Churchill: Walking with Destiny
Andrew Roberts · 2018 · 9 ideas · 9 min
Roberts argues that Churchill's lifelong sense of a providential destiny, forged through early failures and rejections, uniquely equipped him to rally Britain when the nation's survival depended on unbroken resolve.
Why this book
Drawing on previously restricted material, including King George VI's diaries, Andrew Roberts builds a single-volume case that Winston Churchill's greatness was not accidental but the product of a self-belief formed decades before 1940. Roberts traces how a difficult childhood marked by parental neglect, mediocre schooling, and a stammer left Churchill convinced from a young age that he was meant for some great historic purpose, and argues that this near-messianic self-confidence, ridiculous and grating to contemporaries for most of his career, became the exact quality Britain needed when its survival hinged on someone who refused to accept the war was lost. Roberts does not shy away from Churchill's serious failures, including the disastrous Gallipoli campaign and his often reckless political judgment, but contends that these very setbacks toughened the resolve that later made him irreplaceable.

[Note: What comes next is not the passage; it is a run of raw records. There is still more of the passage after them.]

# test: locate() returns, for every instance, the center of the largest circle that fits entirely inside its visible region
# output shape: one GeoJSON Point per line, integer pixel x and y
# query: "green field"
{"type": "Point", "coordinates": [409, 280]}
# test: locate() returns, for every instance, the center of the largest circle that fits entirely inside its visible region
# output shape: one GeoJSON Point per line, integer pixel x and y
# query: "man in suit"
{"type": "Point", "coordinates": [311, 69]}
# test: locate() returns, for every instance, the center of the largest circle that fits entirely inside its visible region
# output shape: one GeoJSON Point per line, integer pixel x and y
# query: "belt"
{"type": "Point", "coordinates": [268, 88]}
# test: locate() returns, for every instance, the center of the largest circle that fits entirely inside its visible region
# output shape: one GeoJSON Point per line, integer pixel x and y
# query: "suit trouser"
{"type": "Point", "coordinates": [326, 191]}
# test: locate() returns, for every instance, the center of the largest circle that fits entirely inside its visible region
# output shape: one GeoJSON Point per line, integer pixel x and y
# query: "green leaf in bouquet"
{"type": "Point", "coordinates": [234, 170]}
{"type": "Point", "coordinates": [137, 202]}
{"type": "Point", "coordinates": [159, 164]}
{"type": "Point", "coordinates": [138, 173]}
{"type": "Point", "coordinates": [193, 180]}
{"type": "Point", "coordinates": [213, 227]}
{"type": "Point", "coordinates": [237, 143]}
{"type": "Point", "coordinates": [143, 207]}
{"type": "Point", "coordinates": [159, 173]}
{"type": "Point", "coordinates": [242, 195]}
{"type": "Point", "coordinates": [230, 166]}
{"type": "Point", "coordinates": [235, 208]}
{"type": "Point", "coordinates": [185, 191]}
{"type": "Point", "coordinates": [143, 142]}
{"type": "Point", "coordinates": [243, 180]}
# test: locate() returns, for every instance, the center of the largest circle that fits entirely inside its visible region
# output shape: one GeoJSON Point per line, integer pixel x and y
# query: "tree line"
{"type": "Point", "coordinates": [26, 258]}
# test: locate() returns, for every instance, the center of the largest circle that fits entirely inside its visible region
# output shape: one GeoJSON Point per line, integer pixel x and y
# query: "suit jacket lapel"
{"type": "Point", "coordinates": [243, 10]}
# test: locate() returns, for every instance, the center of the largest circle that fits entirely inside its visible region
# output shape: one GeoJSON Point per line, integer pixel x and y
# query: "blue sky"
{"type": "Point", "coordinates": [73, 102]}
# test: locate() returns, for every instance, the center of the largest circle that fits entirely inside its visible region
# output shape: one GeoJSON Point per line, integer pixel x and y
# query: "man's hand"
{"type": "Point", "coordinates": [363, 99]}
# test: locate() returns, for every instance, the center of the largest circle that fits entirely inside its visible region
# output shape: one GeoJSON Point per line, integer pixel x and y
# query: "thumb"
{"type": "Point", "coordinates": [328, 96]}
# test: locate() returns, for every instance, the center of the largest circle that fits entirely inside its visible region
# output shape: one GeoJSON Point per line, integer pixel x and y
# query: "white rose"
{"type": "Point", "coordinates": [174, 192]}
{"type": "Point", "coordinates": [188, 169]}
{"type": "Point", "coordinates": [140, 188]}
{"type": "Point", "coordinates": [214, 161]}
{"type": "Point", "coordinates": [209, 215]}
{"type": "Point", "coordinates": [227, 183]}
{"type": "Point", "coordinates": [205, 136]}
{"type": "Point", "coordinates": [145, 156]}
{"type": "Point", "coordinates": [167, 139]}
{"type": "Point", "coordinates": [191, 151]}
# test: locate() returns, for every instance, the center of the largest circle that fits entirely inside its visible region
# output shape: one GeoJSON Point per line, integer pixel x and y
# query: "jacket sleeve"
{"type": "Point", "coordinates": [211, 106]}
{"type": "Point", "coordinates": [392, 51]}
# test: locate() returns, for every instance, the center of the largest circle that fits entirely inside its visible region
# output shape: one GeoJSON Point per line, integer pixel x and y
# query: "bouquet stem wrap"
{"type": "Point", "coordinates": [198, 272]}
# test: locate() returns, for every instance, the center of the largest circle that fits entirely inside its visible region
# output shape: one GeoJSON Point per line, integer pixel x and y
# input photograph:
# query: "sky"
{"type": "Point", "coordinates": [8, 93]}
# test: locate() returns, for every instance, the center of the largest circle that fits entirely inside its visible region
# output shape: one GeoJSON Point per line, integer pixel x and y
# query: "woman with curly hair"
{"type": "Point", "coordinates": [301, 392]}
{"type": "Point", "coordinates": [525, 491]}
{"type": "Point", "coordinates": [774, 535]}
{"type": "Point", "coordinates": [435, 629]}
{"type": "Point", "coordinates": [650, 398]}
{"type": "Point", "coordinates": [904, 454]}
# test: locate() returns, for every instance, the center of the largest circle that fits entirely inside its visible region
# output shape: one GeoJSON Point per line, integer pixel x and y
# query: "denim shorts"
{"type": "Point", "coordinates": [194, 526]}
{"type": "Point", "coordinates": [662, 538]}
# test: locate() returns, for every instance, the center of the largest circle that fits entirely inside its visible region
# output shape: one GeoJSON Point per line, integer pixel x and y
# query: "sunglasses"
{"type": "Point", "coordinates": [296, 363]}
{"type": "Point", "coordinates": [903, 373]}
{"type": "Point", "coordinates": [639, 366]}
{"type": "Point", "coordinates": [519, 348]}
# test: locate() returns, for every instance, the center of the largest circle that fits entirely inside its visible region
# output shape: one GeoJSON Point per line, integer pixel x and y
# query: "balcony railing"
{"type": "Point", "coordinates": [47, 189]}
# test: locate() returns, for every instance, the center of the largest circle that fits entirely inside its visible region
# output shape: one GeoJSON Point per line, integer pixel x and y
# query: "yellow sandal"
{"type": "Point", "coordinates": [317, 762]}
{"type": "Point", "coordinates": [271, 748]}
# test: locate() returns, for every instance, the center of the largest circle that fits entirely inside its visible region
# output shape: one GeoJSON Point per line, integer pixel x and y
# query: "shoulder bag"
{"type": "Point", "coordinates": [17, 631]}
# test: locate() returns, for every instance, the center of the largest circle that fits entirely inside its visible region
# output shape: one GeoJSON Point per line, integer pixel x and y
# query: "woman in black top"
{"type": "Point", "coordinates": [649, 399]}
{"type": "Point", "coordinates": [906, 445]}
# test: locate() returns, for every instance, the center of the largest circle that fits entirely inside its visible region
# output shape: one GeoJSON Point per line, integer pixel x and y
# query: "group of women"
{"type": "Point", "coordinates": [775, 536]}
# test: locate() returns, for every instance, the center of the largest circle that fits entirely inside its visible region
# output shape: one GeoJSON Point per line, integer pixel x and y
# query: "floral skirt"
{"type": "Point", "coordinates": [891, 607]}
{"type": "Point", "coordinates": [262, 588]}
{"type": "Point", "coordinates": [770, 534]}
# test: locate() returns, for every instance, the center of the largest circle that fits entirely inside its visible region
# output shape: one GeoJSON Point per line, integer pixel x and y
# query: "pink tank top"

The book matters because it reconstructs, in granular day-by-day detail, exactly how close Britain came to negotiating with Hitler in 1940 and how much the outcome depended on the temperament of one man occupying one office at one moment. Roberts uses new documentary evidence to settle long-running arguments about Churchill's decision-making, his relationships with allies and rivals, and the sincerity of his imperial convictions, presenting a fuller and more complicated figure than either hagiography or revisionist takedowns typically allow.
Who should read it
Readers interested in World War II leadership, the psychology of political resilience, or twentieth-century British history will find this rewarding. It also suits anyone who wants a warts-and-included portrait rather than either pure hero-worship or pure debunking.
About the author
Andrew Roberts is a British historian and biographer who has written extensively on Napoleon, Hitler, and World War II leadership, drawing on newly available archival sources for this biography.